Fransa’da bölgede olduğu gibi ekonomik aktivite karışık sinyaller vermeye devam ediyor. İmalat ve Hizmet sektörü genişleme gösterse de henüz kalıcı bir toparlanmadan bahsedemeyiz. Yüksek kamu borcu, deflasyonist riskler ve işsizlik problemi yıl boyunca ekonomik aktiviyeyi olumsuz etkilemeye etti. 2016 yılında genişlemeci önlemlerin etkilerini görmeye başlayabiliriz.
İtalya’da toparlanma sınırlı
2015 yılında sınırlı oranda iyileşme kaydeden İtalya ekonomisinde zayıf görünüm devam ediyor. 2015 yılının ilk çeyreğinde yüzde 0.1 büyüyen İtalya ekonomisi, ikinci çeyrekte yüzde 0.6, üçüncü çeyrekte ise yüzde 0.8 büyüdü.

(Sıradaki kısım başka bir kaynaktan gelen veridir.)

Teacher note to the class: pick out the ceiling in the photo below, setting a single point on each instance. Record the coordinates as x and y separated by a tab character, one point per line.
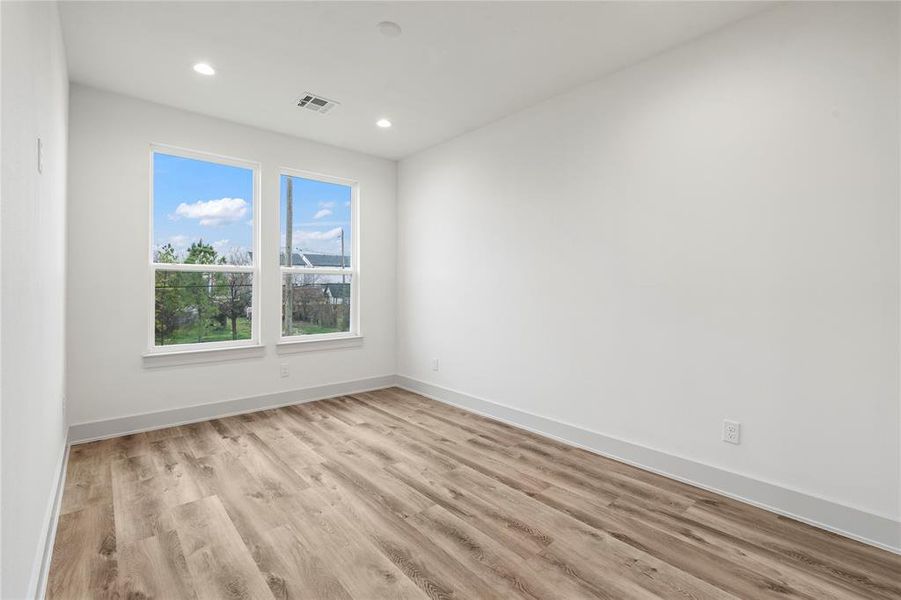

Yüksek kamu borcu nedeni ile Avrupa’nın risk taşıyan ekonomileri arasında olsa da bütçe açığının GSYH’ye oranının son üç yıldır yüzde 3 seviyesinde kalması pozitif bir durum.
2016 yılında genişlemeci para politikasının etkileri görülmeye başlayabilir. Ancak ekonomiye ilişkin kırılganlık devam ediyor.
EURUSD
Parasal genişlemenin başlamasıyla 1.40’larda 1.0460 seviyesine gelen paritede yıl içinde en yüksek 1.17 seviyesi görüldü. Düşüş trendinin direnci konumunda olan 1.10 seviyenin altında düşüş devam edebilir. Bu seviyenin üzerinde göreceğimiz kapanışlar bizi yeniden 1.10-1.15 bandına oturtabilir. Bunun için FED’in faiz artışı yapmaması, AMB’nin ise ek parasal genişlemeye ihtiyaç duymaması gerekiyor. Ana senaryoda düşüş trendinin devam ettiğini 1.08’in altında 1.06’nın önemli destek olduğunu söyleyelim. Bu seviyenin altında kapanışlar bizi bir önce dip 1.0465 ve daha sonra 1.01’e götürebilir.